Is short, wiry, Asian in appearance (reminds me… what are we doing/saying about different ethnic groups in PC? Do people look different in different parts of the world?), drinks far too much coffee and often visibly shakes when she's just had some sort of all-nighter in the logic lab. She's a logic problemist; she doesn't read too much into that, she's not particularly logical in her day-to-day life (as strange variety of boyfriends, girlfriends, friends-who-morph-into-lovers-and-then-back-into-friends will testify) but has that sort of brain. At least, presumably she's got that sort of brain; it's often hard to tell under all that coffee. Mirror is vegan, is rather militant about animal rights, and thinks that if the Cube is sentient, which she sees good reason to think it is, then the Academy is committing an act of evil by keeping it 'caged'. (Not quite sure how she thinks it should be let loose into its natural habitat, but then neither is she.) She occasionally writes angry letters to Sente on these lines (which someone might find if they hacked into Sente's computer).
Mirror's actually really good company if you don't get her onto the subject of animal (or Cube) rights; she's got a wicked sense of humour, and doesn't take the Academy too seriously. In the evenings, when she's not working on some logic problem, she often DJs in local clubs, so she knows Violet by sight but not well. She's incredibly cynical, but also very self-deprecating. She does have a famously sharp tongue, though, particularly if interrupted. (She once said something unrepeatable to her head of department when he interrupted her while she was working through the elements of a Blinovitch problem. Luckily, he was too deaf to hear it.)
Is tall, 35-ish, black, and very fit, because… he's actually on secondment from the Perplex City army. (Who I imagine to have a ceremonial role rather like the Swiss Guard, but just as lethal and with less silly uniforms.) Garnet's a code and cipher man. He's charming, relaxed and, if ever anyone asks him what he does for the army he replies: "oh, nothing, boring paperwork job.

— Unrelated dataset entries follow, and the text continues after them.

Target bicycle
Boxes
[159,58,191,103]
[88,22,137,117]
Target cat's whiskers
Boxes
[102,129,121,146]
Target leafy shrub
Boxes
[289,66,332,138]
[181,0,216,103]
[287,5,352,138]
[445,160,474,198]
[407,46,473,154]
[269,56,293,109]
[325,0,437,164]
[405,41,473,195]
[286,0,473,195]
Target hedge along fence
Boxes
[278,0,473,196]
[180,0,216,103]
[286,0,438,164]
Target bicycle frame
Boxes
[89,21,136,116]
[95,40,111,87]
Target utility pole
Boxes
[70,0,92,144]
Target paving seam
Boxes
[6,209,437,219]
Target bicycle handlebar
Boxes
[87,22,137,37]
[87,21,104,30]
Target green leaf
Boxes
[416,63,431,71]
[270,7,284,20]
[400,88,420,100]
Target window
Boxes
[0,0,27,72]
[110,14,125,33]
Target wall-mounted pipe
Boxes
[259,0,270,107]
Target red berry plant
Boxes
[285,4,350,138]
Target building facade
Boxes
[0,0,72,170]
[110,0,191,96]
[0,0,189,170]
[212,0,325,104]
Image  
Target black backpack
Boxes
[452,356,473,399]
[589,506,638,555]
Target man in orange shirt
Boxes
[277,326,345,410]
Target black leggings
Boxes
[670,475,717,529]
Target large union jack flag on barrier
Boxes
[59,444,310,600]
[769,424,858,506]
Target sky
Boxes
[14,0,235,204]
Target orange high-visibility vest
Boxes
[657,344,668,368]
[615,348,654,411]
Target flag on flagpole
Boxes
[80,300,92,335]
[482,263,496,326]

Civil service, you know." Around the Academy, it's widely rumoured that he's a spy, which is either a good advertisement for the excellent relationship between the Academy and the government (they're willing to have him in their midst without worrying about what he might find out) or else a really bad sign (he really is spying on what's going on in this secretive, non-elected organization, and feeding back to the head of the Council.
Garnet's a sportsman; in his free time he likes to drive out to the mountains to the west of PC and hike, go white-water rafting, ski etc. He doesn't have a declared love interest, although he and Sophie have a pretty flirtatious relationship; no one's clear whether it's ever gone further than pleasant office banter, though.
Some thoughts on Perplex City's state of technological development.
Right. I've been having a think about this - it's something that impacts on almost all the areas of things that we say and show of the City, so it's important to keep it consistent, from the pictures to the websites to the wording of the puzzle cards. So. Essentially, I'm working on the basis that everything they have works just a bit better than what we have. Their technology is where ours looks like it's going to be in 30-40 years time, if everything goes well and nothing surprising happens.
In other words, things are more:
Although this is a technologically advanced world, their *issues*, their story, doesn't come from technology. This world should feel very familiar, but just a bit *smoother* than the world we live in.
Even late in the story development process, important questions remained unanswered.